Schedule C Business Deductions
First, lets take a look at the Form 1040 Schedule C.
Your standard business expenses get deducted there in Part II. There is no question among tax experts about that is where you deduct your website fees and registration costs. The question is which one of those categories in the Schedule C Part II does a small business website costs go?
The reason there is no definitive answer is that websites can kind of be used for different things, depending upon who you are, and why you are using a website. The other trick is that no matter how you do decide to categorize these business expenses, they could go in a different category. This is not exclusive to website expenses though. There are plenty of things that could be either supplies, or office expense, for example.
For most freelance writers, a very good argument can be made that your main freelance writer business website is advertising. The purpose of the site is to allow people to find you and to showcase your abilities as a writer. This is the very definition of advertising. However, an argument can also be made that your website hosting is a utility of sort. The thought here is that you aren’t paying them to advertise, you are paying them a monthly fee to use the service of hosting your website. That you in turn advertise on it is not what you pay them for. Contrast this to a billboard where the billboard itself, is by nature an advertisement. Your site could just be a general office expense, kind of like a sign in the window. And, of course, there is no reason that if this doesn’t fit, it could be an “other expense” as well.
There is also an argument that your site is more than an advertisement. And, if you have other websites, like I have a personal finance blog, is that an advertisement, or something else? In a way, it’s still an advertisement in that it showcases my experience as a freelance financial writer. In another way, it also generates its own income…
So, what blank should we put domain name registration fees and website hosting fees?
The answer is that it doesn’t really matter as much as you might think.

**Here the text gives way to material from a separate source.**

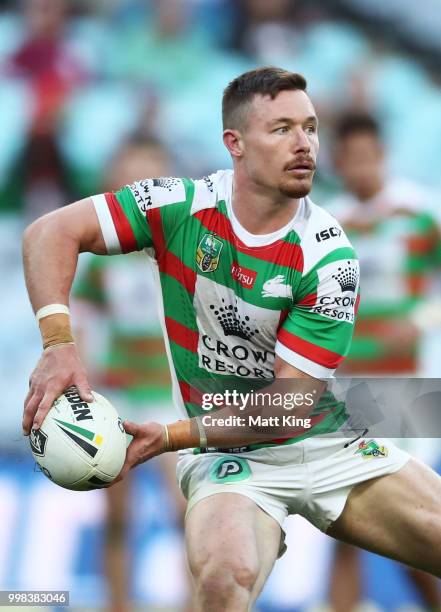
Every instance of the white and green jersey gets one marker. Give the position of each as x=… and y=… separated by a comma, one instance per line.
x=232, y=300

As it turns out, all of those different places you can deduct your website and domain registration fees result in the same kind of deduction on your Schedule C and income taxes. In other words, there is no difference at all in the final result whether you put it in #8, #18, #25, or #27. To put a fine point on it, if you did get audited by the IRS, and the auditor said you can’t deduct this here, it has to be deducted over here, there would be no change in what you owe, so no penalty or interest, or additional tax, or anything. Maybe, this is why no one has bothered to clarify. In the end, you can put it wherever.

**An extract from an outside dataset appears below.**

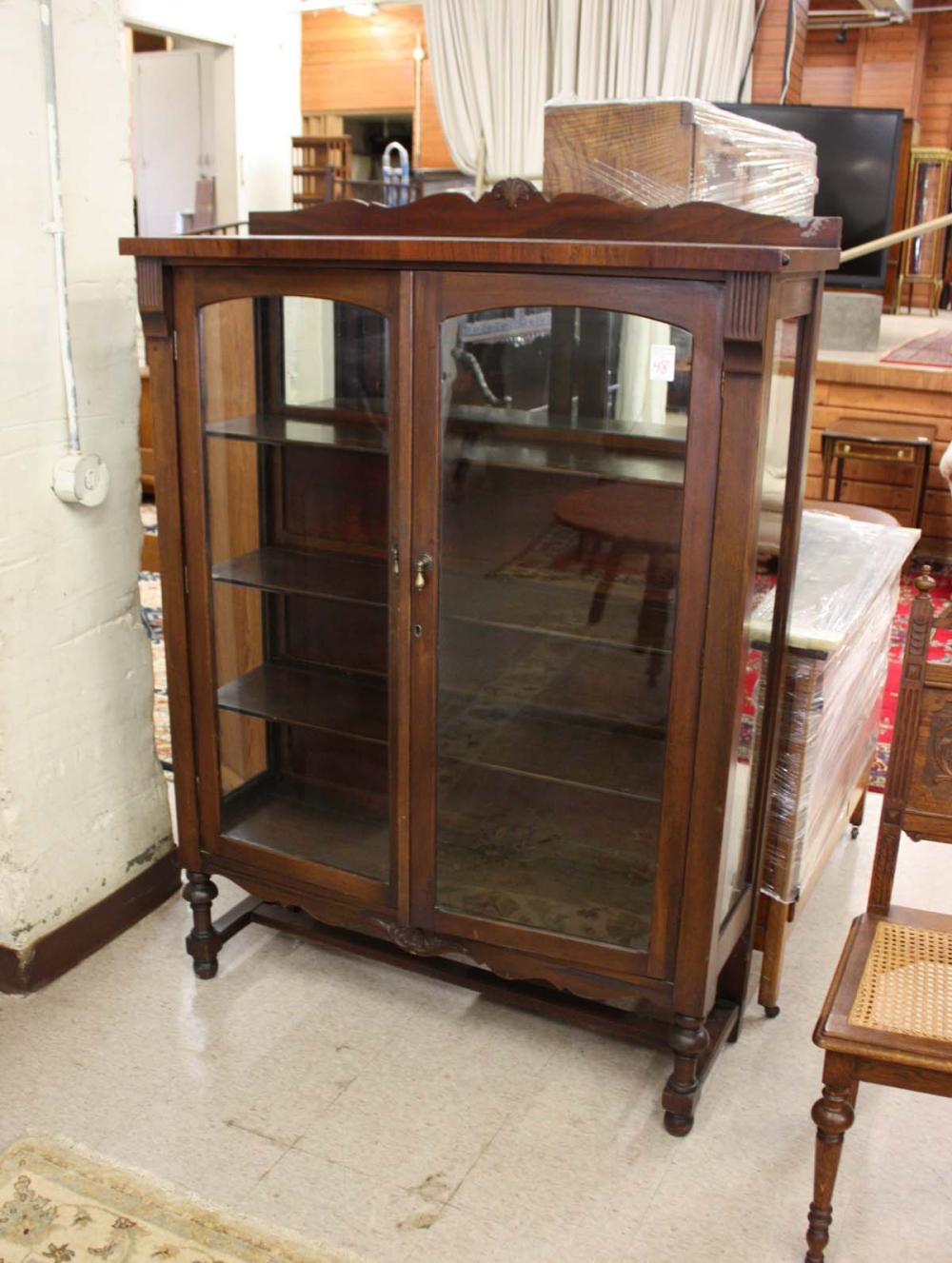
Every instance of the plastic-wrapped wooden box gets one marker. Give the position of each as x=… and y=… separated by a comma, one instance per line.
x=843, y=603
x=666, y=151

One final note, this all applies to stuff you do. If you hire someone to do website setup, maintenance, or design for you, that is a different expense altogether.
Best Place To Deduct Website on Schedule C
Now, that we’ve established that you can deduct your website costs in any of the four categories, is there a spot that’s better than others?

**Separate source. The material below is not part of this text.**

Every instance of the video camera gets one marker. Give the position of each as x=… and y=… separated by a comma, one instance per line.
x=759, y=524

In my opinion, you never want to give the IRS more information than you have to. If you choose Other Expenses, you have to fill out what those expenses are in Part V. This isn’t bad, per se, because you are completely allowed the deduction, but there is always the possibility that your extra information triggers questions. Or, if you are selected for an extra review, what you input in Part V would be part of that review. On the other hand, the amounts that go in the other categories just get totaled up together and entered as an amount. Any review is just of whether that total number is unreasonable or not.
Which brings us to the final consideration. There is, in theory, a “normal” amount that goes in each of those categories based upon the type of business and the amount of income you have. Again, you are doing nothing wrong to deduct your website expenses, but when it comes to the IRS, less attention is better. The last thing you want to do is draw attention to your return with an abnormally high number in one of those categories.
If you what seems like a regular amount in all of the different categories, then wherever you feel comfortable putting it is fine. If, however, you have a really high one of those categories for other reasons, consider putting your website expenses in another category to avoid ballooning the number even higher.
Finally, if this isn’t your first year of doing taxes, there is some wisdom in keeping those expenses in the same place. After all, if five years worth of tax returns with a few hundred dollars of website expenses in the Advertising category hasn’t set off any alarm bells yet, it probably won’t this year either. On the other hand, a sudden shift of expenses from one category to another just might.
In the end, remember that formally it doesn’t actually matter where you put them because the deduction is the same. The only thing you really care about is not triggering an audit or causing a computer to flag your return for extra scrutiny, and neither is all that common if you aren’t deliberately cheating on your taxes.
This article is intended as educational information only. Nothing in this article should be considered personal tax advice. I am not an accountant or tax advisor of any kind. Consult your tax professional for information regarding your person situation.